Foto: Getty Images/AFP/E. Sa
Orçamento com déficit
Em agosto de 2015, em guerra com o Congresso, o governo apresentou uma proposta de Orçamento para 2016 com previsão de déficit de 30,5 bilhões de reais, algo inédito. A decisão levou a agência de classificação de risco Standard & Poor's a retirar o grau de investimento do Brasil. Duas semanas depois, o governo anunciou o ajuste fiscal, aprovado pelo Congresso somente em dezembro.
Foto: picture-alliance/epa/F. Bizerra jr.
Pedaladas fiscais
No início de outubro, o Tribunal de Contas da União recomendou a rejeição das contas de 2014 do governo, devido às chamadas "pedaladas fiscais". A decisão é usada pela oposição para fundamentar um pedido de impeachment. Para reduzir despesas, Dilma anunciou o corte de oito ministérios, a extinção de 30 secretarias em todas as pastas e a redução em 10% do salário dos ministros e do seu próprio.
Foto: Reuters/U.Marcelino
Cunha: peça-chave do jogo político
Apesar de ser membro do PMDB, partido da base aliada, o presidente da Câmara, Eduardo Cunha, rompeu com o governo quando passou a ser investigado no escândalo da Petrobras. Em meio a denúncias de corrupção e ao aumento da pressão pela cassação de seu mandato, Cunha autorizou, em dezembro, o pedido de abertura de um processo de impeachment de Dilma. "Não me cabia outra decisão", afirmou ele.
Foto: reuters
Afastamento da presidência
Após cinco meses de debates acalorados e prolongadas sessões no Congresso – incluindo uma votação tumultuada na Câmara –, o processo de impeachment tem sua abertura aprovada pelo Senado em 12/05, marcando o ápice da mais grave crise política brasileira dos últimos tempos. Com isso, Dilma foi afastada da presidência por até 180 dias, enquanto enfrentaria julgamento por crime de responsabilidade.
Foto: Reuters/A. Machado
O impeachment
A etapa final do processo de impeachment – o julgamento no Senado – durou cinco dias, incluindo oitiva de testemunhas, a defesa pessoal de Dilma aos senadores e a votação final, que culminou no afastamento definitivo da petista da Presidência da República. Foram 61 votos favoráveis à cassação, ante 20 contrários. O Senado, porém, decidiu por manter o direito de Dilma de exercer cargos públicos.
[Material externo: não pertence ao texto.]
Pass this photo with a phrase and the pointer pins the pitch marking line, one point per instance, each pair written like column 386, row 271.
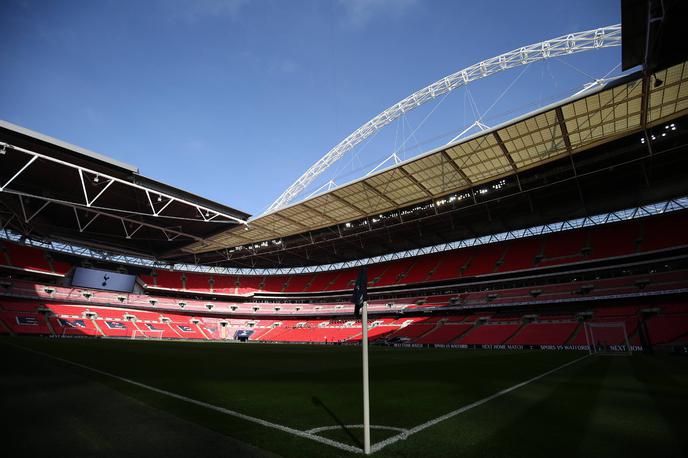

Foto: Reuters/J. Marcelino
Discurso de despedida
"É o segundo golpe de estado que enfrento na vida. O primeiro, o golpe militar, apoiado na truculência das armas, da repressão e da tortura, me atingiu quando era uma jovem militante. O segundo, o golpe parlamentar desfechado hoje por meio de uma farsa jurídica, me derruba do cargo para o qual fui eleita pelo povo", disse Dilma, ao se despedir do cargo, em 31 de agosto de 2016.
Foto: Getty Images/AFP/E. Sa
Tentativa de se eleger ao Senado
Com os direitos políticos mantidos após o impeachment, Dilma concorreu ao Senado por Minas Gerais nas eleições de 2018. Ela recebeu 15,29% dos votos válidos, número insuficiente para se eleger, ficando em quarto lugar.
Foto: Reuters/W. Alves
Volta ao Congresso após o impeachment
Três anos após seu afastamento do cargo, voltou pela primeira vez ao Congresso em 4 de setembro de 2019, para o lançamento da Frente Parlamentar Mista em Defesa da Soberania Nacional, que tem entre as principais bandeiras a luta contra as privatizações de estatais.